En una finca del este del país vivía un guardabosques que tenía un bigote extraordinariamente largo. El bigote era su orgullo. Le sentaba de maravilla.
El guardabosques estaba enamorado de la hija del terrateniente. A fin de tener un pretexto para ver a la señorita, cazaba cada año grandes cantidades de liebres y llevaba el botín al palacete.
—Para hacer a la cazuela —le decía a la cocinera. Pero de este modo no siempre conseguía ver a la señorita, que a menudo estaba leyendo en la biblioteca o fisgaba en la despensa.
A veces ocurría que, al sentarse a la mesa, los señores y demás residentes de la mansión hacían ascos a los guisos de liebre. A menudo, la señora madre decía con énfasis, clavando una mirada inquisidora en el rostro de la hija:
—Otra vez esa liebre.
La señorita se ruborizaba y agachaba la cabeza.
El guardabosques era tímido. Además, la diferencia de nivel social le impedía acercarse a su amada.
Pero una vez le pareció que sus sueños estaban a punto de realizarse.
Acababa de llegar al palacete con una liebre. Sin embargo, no se dirigió al porche, sino a una puerta lateral que daba al parque. Vio a la señorita sentada en una pequeña glorieta. Sola. Sus manos descansaban sobre un libro abierto. Estaba sumida en sus pensamientos. Los rizos le caían sobre la frente. Tenía los labios entreabiertos y el pecho le ondeaba al ritmo de una respiración acelerada.
La imagen embelesó tanto al guardabosques que estuvo a punto de dejar la liebre en cualquier sitio, aunque fuera en un hormiguero, salvar la valla de un salto, caer a los pies de la doncella y declararle sus sentimientos.

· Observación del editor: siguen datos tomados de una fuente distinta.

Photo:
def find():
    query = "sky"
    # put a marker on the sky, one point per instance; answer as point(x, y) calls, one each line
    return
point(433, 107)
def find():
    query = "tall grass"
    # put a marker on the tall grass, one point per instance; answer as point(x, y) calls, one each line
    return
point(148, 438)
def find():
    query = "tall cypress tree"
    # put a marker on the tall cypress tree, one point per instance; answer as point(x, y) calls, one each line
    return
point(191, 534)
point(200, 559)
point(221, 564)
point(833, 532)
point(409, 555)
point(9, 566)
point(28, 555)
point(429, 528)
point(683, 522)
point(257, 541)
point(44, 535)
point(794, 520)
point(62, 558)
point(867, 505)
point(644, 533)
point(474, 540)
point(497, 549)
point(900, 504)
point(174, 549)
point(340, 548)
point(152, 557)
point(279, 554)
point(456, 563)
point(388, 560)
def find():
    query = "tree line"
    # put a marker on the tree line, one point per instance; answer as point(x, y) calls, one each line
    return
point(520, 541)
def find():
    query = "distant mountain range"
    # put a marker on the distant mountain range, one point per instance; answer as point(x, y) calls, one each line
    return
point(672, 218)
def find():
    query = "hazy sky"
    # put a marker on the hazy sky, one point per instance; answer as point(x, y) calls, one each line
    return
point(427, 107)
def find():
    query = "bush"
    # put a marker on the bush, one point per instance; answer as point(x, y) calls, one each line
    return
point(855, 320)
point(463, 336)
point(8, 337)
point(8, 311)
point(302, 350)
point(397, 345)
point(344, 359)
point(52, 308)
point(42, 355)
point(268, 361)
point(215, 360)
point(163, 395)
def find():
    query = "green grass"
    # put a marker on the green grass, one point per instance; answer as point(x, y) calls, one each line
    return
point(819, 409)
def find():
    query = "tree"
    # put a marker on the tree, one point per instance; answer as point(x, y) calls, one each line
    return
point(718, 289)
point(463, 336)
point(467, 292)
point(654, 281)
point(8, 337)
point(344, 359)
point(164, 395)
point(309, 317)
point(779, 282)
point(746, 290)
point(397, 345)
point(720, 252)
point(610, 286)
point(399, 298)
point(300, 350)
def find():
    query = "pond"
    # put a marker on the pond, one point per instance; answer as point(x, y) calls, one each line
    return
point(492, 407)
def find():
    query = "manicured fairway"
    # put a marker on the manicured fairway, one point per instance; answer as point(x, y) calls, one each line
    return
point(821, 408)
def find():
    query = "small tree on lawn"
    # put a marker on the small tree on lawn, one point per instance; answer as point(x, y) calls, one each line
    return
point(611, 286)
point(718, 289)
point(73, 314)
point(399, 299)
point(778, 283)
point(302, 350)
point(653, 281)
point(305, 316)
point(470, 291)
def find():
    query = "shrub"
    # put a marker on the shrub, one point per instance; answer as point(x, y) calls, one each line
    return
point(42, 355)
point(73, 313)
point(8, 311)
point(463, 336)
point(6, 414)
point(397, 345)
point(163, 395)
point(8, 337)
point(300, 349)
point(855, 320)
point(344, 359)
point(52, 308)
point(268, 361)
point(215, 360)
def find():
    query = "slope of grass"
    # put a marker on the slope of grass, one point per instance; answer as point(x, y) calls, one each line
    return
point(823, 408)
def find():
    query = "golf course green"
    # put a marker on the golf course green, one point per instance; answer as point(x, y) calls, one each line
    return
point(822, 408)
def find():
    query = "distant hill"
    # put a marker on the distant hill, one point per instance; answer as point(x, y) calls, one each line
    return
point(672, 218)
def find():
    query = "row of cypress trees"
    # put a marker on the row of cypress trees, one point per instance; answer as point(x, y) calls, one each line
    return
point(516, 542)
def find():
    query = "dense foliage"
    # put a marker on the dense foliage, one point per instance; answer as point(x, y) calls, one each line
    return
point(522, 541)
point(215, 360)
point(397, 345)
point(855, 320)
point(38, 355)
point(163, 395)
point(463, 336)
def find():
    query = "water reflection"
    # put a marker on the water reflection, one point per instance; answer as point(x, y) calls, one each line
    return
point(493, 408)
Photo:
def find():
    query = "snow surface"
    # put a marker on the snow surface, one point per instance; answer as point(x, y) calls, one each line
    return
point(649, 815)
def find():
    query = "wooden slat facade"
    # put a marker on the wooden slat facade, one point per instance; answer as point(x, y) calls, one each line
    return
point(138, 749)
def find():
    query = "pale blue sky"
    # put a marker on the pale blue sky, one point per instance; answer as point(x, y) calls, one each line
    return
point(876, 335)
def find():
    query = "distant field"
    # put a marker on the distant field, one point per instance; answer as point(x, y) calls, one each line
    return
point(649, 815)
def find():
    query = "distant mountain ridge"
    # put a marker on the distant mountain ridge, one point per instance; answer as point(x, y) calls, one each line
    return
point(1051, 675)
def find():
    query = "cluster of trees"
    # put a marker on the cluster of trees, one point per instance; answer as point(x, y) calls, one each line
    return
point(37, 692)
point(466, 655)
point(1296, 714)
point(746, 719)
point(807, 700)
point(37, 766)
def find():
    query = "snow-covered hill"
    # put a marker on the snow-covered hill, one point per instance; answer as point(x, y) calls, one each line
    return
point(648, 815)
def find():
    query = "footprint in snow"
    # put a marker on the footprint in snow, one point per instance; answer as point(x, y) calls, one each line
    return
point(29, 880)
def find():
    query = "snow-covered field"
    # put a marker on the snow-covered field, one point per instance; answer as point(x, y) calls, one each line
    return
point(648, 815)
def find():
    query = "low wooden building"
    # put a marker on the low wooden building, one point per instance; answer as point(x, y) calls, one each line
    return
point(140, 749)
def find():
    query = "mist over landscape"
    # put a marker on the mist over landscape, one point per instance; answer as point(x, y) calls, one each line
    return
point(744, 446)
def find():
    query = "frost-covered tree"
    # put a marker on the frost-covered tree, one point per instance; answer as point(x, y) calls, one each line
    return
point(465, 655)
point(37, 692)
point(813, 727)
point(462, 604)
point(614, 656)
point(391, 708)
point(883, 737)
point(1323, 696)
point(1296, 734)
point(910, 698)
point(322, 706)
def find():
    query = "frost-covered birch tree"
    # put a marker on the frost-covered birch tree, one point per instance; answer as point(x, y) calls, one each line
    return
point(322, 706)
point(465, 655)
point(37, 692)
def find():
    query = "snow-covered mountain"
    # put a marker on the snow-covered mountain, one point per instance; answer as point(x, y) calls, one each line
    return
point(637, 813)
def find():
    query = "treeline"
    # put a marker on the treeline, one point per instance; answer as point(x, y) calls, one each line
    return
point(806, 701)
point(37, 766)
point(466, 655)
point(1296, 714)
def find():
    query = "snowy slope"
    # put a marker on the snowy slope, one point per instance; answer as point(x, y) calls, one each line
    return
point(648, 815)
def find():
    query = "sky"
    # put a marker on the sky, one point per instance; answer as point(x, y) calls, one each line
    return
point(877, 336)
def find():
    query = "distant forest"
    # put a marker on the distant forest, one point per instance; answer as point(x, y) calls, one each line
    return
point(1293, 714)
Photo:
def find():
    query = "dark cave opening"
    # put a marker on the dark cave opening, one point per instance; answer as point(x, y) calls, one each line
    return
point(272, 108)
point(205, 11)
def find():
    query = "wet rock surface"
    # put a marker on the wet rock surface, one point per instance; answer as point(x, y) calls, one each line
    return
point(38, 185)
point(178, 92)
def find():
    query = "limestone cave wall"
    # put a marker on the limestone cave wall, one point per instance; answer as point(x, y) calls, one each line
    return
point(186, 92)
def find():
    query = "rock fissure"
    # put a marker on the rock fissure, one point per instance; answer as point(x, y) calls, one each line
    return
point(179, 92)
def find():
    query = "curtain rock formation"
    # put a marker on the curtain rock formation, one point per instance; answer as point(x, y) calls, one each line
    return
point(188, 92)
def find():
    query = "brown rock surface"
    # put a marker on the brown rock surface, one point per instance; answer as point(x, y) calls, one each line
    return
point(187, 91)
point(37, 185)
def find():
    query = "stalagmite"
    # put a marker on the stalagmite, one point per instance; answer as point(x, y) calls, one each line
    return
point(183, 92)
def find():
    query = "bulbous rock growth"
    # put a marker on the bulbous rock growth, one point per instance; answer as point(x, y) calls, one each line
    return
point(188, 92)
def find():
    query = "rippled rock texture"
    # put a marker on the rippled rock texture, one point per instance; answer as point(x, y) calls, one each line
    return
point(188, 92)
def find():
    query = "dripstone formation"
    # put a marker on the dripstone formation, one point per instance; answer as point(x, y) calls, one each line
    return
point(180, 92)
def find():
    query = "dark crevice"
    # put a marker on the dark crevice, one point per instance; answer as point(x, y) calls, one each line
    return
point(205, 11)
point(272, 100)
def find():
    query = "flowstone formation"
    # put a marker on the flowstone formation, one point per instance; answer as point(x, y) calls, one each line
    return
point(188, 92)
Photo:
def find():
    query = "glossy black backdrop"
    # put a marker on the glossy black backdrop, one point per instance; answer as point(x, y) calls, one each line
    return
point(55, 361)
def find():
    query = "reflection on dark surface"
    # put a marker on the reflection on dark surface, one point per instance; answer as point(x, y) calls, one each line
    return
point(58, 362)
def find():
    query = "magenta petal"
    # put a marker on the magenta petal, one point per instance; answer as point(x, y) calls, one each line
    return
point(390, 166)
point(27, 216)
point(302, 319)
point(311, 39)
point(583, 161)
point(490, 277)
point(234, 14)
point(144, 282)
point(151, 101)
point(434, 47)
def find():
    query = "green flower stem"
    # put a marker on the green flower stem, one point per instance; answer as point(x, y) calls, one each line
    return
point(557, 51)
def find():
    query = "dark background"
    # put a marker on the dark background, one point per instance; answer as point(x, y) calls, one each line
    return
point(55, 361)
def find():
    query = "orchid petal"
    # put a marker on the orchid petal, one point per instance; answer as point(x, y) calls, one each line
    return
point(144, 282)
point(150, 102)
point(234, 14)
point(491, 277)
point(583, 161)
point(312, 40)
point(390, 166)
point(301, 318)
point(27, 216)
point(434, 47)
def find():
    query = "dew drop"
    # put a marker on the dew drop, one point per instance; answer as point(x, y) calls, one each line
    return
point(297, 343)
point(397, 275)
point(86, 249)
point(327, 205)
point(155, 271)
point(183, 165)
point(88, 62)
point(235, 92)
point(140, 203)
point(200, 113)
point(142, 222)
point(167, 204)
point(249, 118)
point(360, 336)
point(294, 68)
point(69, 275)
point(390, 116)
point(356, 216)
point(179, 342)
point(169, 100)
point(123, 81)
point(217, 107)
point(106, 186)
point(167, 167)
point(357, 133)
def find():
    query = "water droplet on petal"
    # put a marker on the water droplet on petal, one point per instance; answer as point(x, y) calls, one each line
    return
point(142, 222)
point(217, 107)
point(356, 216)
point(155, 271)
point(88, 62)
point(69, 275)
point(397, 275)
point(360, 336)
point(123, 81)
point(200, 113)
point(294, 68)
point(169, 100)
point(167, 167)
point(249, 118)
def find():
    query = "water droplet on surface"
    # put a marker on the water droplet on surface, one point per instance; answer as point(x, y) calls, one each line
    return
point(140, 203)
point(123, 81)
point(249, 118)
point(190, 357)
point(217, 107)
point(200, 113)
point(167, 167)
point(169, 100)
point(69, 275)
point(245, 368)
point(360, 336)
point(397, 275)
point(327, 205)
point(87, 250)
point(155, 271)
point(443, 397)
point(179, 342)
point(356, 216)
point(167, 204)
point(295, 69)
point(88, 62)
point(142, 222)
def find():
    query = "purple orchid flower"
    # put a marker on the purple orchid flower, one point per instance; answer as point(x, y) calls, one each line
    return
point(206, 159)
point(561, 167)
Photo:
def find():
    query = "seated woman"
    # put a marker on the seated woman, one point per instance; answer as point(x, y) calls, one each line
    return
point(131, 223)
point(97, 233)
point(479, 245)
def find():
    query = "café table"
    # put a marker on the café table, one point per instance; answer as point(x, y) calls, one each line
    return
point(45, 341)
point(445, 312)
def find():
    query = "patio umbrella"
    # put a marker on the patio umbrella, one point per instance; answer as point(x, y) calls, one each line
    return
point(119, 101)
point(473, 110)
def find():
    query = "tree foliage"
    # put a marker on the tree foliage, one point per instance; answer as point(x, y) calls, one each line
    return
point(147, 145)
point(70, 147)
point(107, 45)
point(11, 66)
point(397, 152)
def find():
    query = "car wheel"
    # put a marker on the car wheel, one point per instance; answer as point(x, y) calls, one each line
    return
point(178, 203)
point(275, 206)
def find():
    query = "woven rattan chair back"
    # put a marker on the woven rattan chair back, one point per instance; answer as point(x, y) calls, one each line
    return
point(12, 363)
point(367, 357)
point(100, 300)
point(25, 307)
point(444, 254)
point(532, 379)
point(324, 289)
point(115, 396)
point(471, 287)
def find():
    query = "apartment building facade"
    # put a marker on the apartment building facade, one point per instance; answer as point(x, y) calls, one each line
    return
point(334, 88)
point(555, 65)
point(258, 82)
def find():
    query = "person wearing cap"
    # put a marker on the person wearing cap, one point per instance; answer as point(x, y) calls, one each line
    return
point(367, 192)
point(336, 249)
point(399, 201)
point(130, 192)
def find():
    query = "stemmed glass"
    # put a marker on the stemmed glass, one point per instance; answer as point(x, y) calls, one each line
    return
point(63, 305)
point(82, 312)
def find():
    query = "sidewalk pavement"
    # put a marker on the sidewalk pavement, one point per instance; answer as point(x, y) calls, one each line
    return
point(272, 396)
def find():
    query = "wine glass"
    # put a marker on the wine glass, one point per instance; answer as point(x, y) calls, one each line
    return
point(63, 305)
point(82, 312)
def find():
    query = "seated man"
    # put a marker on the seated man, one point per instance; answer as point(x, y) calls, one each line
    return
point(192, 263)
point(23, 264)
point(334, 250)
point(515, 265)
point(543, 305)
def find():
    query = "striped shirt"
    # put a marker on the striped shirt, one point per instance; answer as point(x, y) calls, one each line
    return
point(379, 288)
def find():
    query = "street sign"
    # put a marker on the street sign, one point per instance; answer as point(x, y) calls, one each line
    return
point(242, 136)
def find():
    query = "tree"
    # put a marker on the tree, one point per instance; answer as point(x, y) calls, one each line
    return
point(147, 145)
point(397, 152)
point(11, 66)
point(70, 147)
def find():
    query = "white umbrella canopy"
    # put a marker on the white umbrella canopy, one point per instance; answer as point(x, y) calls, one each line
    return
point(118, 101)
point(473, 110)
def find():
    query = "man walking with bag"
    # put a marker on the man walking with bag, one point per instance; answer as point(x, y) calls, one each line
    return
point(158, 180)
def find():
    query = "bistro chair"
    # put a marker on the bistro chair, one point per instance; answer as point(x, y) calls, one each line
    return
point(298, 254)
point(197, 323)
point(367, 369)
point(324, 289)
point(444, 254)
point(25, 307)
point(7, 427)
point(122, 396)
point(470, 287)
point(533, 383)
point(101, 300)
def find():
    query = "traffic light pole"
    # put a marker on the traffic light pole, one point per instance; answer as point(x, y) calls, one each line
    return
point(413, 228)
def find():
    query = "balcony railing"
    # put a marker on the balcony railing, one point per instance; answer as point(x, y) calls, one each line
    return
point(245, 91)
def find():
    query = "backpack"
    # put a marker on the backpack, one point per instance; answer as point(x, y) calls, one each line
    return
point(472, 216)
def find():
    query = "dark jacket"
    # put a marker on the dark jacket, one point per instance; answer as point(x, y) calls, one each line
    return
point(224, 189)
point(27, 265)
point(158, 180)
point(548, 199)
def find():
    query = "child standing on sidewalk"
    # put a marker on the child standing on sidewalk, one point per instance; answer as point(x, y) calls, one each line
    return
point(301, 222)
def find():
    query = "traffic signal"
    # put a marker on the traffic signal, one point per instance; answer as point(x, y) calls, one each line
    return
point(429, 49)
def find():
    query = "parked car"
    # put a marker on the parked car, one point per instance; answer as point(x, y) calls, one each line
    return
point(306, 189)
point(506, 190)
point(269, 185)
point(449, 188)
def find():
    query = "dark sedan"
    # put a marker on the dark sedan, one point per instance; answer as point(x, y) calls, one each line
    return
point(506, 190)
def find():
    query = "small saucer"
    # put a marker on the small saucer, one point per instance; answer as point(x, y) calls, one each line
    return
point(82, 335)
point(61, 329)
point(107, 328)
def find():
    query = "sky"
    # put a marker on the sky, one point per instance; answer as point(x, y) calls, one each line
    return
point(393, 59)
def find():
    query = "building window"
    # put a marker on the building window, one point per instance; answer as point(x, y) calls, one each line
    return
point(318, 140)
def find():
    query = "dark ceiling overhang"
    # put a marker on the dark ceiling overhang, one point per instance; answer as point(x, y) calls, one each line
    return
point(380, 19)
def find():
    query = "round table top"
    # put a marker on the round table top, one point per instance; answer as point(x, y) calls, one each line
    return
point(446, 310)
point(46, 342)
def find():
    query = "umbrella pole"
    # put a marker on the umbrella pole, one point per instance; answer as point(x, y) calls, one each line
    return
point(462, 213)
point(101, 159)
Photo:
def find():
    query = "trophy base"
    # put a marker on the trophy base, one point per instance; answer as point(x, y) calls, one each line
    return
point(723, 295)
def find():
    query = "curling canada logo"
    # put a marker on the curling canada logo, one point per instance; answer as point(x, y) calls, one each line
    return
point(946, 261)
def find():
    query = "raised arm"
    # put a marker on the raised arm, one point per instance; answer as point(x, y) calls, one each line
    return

Pero en aquel mismo momento, la señora salió de las dependencias acompañada de una sirvienta que llevaba la colada en un cesto. A la señora le gustaba ocuparse de todo personalmente.
«El perro suelto se vuelve salvaje y la casa dejada de la mano de Dios se va al traste», solía decir cuando alguien le advertía que no debería trabajar tanto.
Miró a su alrededor y se percató de que había olvidado en el trastero las cuerdas de tender la ropa.
—Quédese quieto un rato —le dijo al guardabosques, y ató a un árbol uno de los extremos de su enorme bigote, y a otro árbol el otro.
—Tiene que secarse hoy —se justificó—. Se está nublando, en cualquier momento caerá un chubasco. Mi esposo se lo sumará al sueldo.
Y mandó a la criada tender la ropa sobre el bigote tirante del guardabosques. La criada cumplió la orden, recogió el cesto vacío y se fue.
El guardabosques se quedó entre los dos árboles atado por el bigote. Tenía el gorro calado hasta las orejas y en la mano sostenía la liebre.
¿Cómo acercarse a su amada en esas circunstancias?
Y ella seguía con la mirada inmóvil clavada en la lejanía, como si hubiera columbrado entre el cielo y la tierra algo impreciso, algo que la mayoría de los mortales desconocemos y sólo el corazón de una joven es capaz de apreciar.
¡Ay, con qué gusto el guardabosques hubiera dado un par de tirones a su bigote! Pero, dadas las circunstancias, no se atrevió ni a respirar para que la señorita no lo viera. Y no tanto porque lo hubieran obligado a hacer un trabajo indigno de un hombre —hubiera soportado tal humillación a cambio de una mirada de la joven—, como porque la colada… era la ropa interior de la señorita. Le daba tanta vergüenza y tanto miedo ser visto que, en el intento de hacer el menor ruido, se puso de puntillas. El rubor de su rostro se avivó de tal modo que las lágrimas que le rodaban lentamente por las mejillas arreboladas empezaron a chisporrotear con suavidad al evaporarse.
La señorita cerró el libro con un gesto pausado. Se levantó. Apenas rozando el césped con los pies, se dirigió hacia el estanque, donde se dedicó a echar migas de pan a los cisnes. Seguía con la mirada distante, pensativa, lejana… ¿Había visto lo que le ocurría al pobre guardabosques? No lo sabemos. ¿Quién conoce los secretos del corazón femenino?
Anteayer, el guardabosques fue visto en la feria. Vendía liebres. Lucía un pequeño mostacho inglés. Un bigote tan corto no le favorecía en absoluto. Las muchachas se reían de él.